At a recent Congressional hearing meant to excoriate private equity, numerous members of Congress voiced support for the industry and touted the jobs such investment brought to their districts.

It was meant to be the public flogging of private equity, the opening salvo in a long campaign of scandalous revelations about the industry that would open the eyes of all right-thinking Americans about the evil sitting just underneath the surface of capitalism.

Instead, what we got was a public affirmation of the good private equity has done for countless areas of the U.S. where small and mid-sized companies have benefited from PE investment.

The hearing about private equity in front of the House Financial Services Committee last month was spurred by the renewed attention the industry is receiving mainly because of public scrutiny from Senator Elizabeth Warren.
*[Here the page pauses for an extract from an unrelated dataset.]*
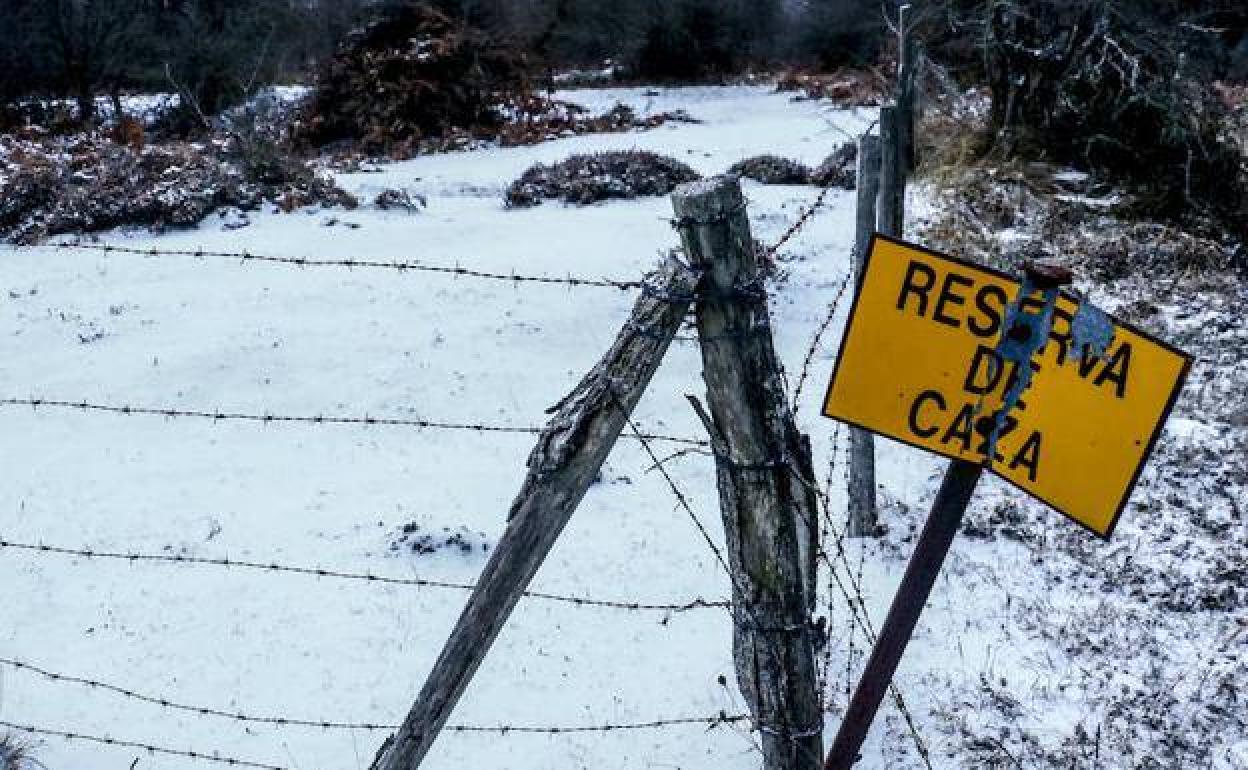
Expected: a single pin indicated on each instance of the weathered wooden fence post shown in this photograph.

Warren has publicly announced investigations into PE’s connection to the private prison industry, as well as so-called surprise medical billing by PE-backed healthcare companies.

She also launched the most comprehensive proposal to regulate the industry that has ever come out of Washington, D.C. Her proposal would attack fundamental foundations of how the industry works, including changing incentive pay, the use of leverage in deals and GP liability in bankruptcies.

Unfortunately for Warren and other critics of the industry, the hearing became a lovefest of sorts, with Congressional representatives from across the country expounding on the benefits that private equity investment brought to their districts.

The praise was centered on small and middle-market deals, and not on the types of large deals that, when they collapse, can leave thousands out of work and garner lots of negative headlines.

It’s true, too, that private equity really is all about small firms investing in small companies—that type of activity represents the bulk of PE investment. It’s not the mega-deals in which billions are investing. The mega-deals are one aspect of the industry that take an outsized portion of the attention.

The truth is, private equity happens in the middle of the country, in the Rust Belt, with companies no one’s ever heard of that make things and help whole communities stay employed. It’s these types of deals the politicians were touting at the hearing, and it’s the part of the private equity industry that deserves to be on display.